A falência da empresa foi oficialmente decidida pelo Juizado de Primeira Instância Cível e Comercial nº 1 da Comarca Norte da Terra do Fogo, presidido por Horacio Bocardo.
A decisão judicial, originalmente datada de 22 de abril e publicada hoje no Diário Oficial, ocorreu exatamente após pedido da empresa, que em fevereiro declarou sua impossibilidade de continuar suas operações.
Segundo a administração, que assumiu no final de 2025 após a saída dos irmãos Guaita, a empresa estava se arrastando. “estrutura económica e financeira profundamente deteriorada”marcado pela pré-venda de equipamentos, recebimento de cheques pré-datados, seu desconto financeiro e posterior aquisição de matéria-prima importada para manutenção do ciclo produtivo.
“Os custos financeiros do sistema ultrapassaram as margens operacionais do negócio, causando perdas estruturais que acumularam inviabilidade e prejuízos”, afirmou a empresa em documento judicial.
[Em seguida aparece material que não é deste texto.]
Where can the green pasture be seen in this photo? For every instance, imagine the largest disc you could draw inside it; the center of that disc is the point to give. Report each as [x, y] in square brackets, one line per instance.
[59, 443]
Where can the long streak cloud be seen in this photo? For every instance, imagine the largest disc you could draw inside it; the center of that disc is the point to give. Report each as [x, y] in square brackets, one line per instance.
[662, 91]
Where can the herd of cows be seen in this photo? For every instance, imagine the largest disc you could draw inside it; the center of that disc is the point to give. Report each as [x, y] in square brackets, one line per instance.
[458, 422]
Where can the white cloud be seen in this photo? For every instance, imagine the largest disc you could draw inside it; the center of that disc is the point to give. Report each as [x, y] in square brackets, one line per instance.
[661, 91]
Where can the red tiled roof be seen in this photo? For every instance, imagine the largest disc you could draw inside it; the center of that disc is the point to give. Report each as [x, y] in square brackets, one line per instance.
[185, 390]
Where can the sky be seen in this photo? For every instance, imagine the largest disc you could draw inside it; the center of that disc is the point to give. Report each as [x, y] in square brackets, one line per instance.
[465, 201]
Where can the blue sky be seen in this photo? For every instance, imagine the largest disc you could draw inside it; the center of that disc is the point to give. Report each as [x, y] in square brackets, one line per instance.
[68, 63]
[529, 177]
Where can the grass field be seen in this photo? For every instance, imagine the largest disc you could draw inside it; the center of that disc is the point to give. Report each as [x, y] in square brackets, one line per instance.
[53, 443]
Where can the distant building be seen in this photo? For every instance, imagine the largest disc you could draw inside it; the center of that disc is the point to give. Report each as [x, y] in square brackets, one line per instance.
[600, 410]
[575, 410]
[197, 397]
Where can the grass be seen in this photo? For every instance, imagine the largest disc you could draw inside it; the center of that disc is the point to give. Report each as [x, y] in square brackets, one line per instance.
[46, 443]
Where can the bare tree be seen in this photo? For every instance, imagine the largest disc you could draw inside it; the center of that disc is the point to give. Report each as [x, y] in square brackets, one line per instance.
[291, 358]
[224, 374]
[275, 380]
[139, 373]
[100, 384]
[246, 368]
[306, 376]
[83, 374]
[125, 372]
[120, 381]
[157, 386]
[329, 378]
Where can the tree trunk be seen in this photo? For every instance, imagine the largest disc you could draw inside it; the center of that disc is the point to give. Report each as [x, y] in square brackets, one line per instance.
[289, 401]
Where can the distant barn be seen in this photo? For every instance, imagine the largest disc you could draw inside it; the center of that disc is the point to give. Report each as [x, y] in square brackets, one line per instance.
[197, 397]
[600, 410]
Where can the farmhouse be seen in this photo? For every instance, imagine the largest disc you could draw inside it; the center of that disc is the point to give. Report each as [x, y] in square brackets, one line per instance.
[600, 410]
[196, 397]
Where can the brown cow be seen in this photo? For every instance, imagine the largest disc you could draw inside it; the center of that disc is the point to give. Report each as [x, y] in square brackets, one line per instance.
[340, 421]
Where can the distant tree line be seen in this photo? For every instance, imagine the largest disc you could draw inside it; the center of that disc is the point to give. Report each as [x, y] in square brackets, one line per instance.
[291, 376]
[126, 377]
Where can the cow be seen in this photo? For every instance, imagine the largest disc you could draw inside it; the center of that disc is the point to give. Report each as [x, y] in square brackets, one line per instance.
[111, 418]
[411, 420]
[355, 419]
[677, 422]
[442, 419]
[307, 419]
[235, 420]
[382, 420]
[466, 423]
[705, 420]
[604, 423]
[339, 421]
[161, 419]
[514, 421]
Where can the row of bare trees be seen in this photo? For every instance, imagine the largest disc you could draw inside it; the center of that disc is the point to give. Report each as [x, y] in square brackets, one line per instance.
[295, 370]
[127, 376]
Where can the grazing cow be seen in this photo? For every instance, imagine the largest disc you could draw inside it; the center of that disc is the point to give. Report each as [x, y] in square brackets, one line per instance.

De acordo com a empresa: O resultado veio após o fracasso das negociações com o grupo chinês Chigo.um dos gigantes globais da área. Aires del Sur buscava um investimento mínimo de US$ 5 milhões em troca da transferência de até 80% da participação.
No entanto, como observaram, o atraso nas definições dos grupos de investimento era inconsistente com a urgência de caixa da empresa, criando um “cenário de inadimplência irreversível”.
A falência da empresa, cujo presidente é Roberto Ceretti, afeta diretamente os 140 funcionários da ilha. O conflito sindical e social atingiu o seu ponto mais alto de tensão em Fevereiro deste ano, quando Os operadores da usina de Rio Grande decidiram assumir as instalações sob o risco imediato de não pagarem salários e de perderem as suas fontes de emprego.
Na época, o Sindicato dos Metalúrgicos (MWU) informou que a fábrica estava paralisada desde dezembro de 2025 e que, no momento da aquisição, os trabalhadores não recebiam salários há quase dois meses. Segundo os representantes sindicais, a empresa não só interrompeu os salários e gratificações, como também interrompeu os canais de diálogo e esteve ausente das audiências convocadas pelo Ministério do Trabalho.
O governador do estado, Gustavo Melella, vinculou diretamente esse cenário à forte queda do consumo interno e à nova política nacional de abertura às importações, que, segundo sua visão, “leva à morte da indústria nacional”. “Todas as fábricas são complicadas porque não há consumo no país”.– ele enfatizou.
Com o reconhecimento da falência, a Justiça nomeou o contador Roberto Pugnaloni como síndico do processo. E: estabeleceu o prazo de 5 de agosto de 2026 para os credores enviarem solicitações de verificação de crédito e títulos apropriados.
À disposição do tribunal estava uma planta industrial de 15 mil metros quadrados em Rio Grande e cerca de 4 mil embalagens de produção armazenadas no porto de Buenos Aires, ativos que a empresa espera cobrir seus passivos.